A veces un deportista no solo roza la excelencia y causa la admiración del público, sino que su actuación se queda en la retina del que lo ve y se convierte en un recuerdo permanente. Ciertas disciplinas deportivas facilitan esta conexión con el espectador, dada la belleza de las imágenes que producen. Un ejemplo claro es el patinaje artístico.

Y cuando se habla de patinaje artístico viene enseguida a la memoria de sus seguidores un número que hizo historia en los Juegos Olímpicos. El programa libre de danza de los británicos Jayne Torvill y Cristopher Dean en Sarajevo 84 es referido como icónico de este deporte. Si se pregunta a un patinador, o a un experto, a un seguidor en general de este deporte citará ese programa como uno de los momentos más mágicos que ha dado este deporte.
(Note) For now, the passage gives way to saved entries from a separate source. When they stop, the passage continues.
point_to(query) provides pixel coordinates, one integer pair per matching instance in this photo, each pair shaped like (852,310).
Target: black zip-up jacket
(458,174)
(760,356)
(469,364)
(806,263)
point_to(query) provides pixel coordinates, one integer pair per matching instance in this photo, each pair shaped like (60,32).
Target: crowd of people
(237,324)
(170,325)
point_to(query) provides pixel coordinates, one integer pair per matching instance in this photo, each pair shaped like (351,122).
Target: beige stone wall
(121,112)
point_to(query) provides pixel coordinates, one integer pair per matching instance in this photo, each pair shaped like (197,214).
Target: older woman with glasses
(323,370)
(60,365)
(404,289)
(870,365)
Recientemente se han cumplido 30 años de ese número que proporcionó el oro a Torvill y Dean. A cualquiera que haya seguido este deporte no hace falta ni preguntarle de qué programa se trata: del más maravilloso “Bolero” de Ravel que se haya representado nunca. Protagonizaron magia con picardía. Durante los minutos de calentamiento en el hielo previos a toda competición Dean raspó cierto punto del hielo donde tendría lugar el movimiento más crítico del programa, para que no resbalara en hielo inmaculado. Otro “ardid” usado por la inolvidable pareja británica fue cómo hacer para no superar los cuatro minutos 10 segundos máximos admitidos para el programa. Ya fue duro rebajar los 17 minutos del Bolero a los cuatro minutos 28 segundos en que quedó. ¿Qué hacer? Durante los 18 primeros segundos al menos uno de los patinadores no tocó  el hielo con sus patines, teniendo en cuenta que el cronómetro empieza a contar tras el primer contacto del patín del segundo con el hielo. Ese “truco” agrandó el sentido artístico del número, pues aún se recuerda ese comienzo con los dos arrodillados, cual Romeo y Julieta –en un 14 de febrero, casualidades de la vida-, moviéndose a un ritmo como olas que iban in crescendo hasta parecer una pareja que se lanzaba al abismo de un volcán.

Torvill y Dean mantuvieron a 24 millones de británicos pegados a la televisión contemplando un deporte que no es propio de ese país. Cuando regresaron victoriosos a la Villa Olímpica ya tarde a Jayne, muy británica ella, sólo le apetecía tomarse una taza de té y acostarse pero llegó la princesa Ana con champán y vasos de papel y comenzó la fiesta.

Treinta años más tarde Torvill y Dean han vuelto a danzar ese mismo “Bolero” en el Olympic Hall Juan Antonio Samaranch de Sarajevo para obtener fondos para una buena causa. En 1992 el entonces Olympic Hall Zetra fue destruido en una maldita guerra y usado después como morgue, realizándose ataúdes con sus asientos de madera. ¡Qué mal uso de un recinto que había sido testigo de primera mano de un evento deportivo-artístico que puso la piel de gallina!DEANTORVILL

2 Comentarios

  • jose martinez

    no plasmaron solamente su magia artistística, sino que dejaron el alma en cada movimiento. y un sentimiento sublime y sensual que ahoga todo el amor que se pudieron tener, al mantener durante tanto tiempo el respeto a esa comunión interna. por el “gato”.

    • rinconolimpico

      Efectivamente el patinaje artístico es eso, arte y se ve aún más claramente en deportistas como estos, auténticos ARTISTAS. Respeto y admiración absolutas por los patinadores de artístico. Gracias, José, por tu comentario. Seguirá habiendo muchas historias de este deporte en esta página, pues tengo muchas en la recámara.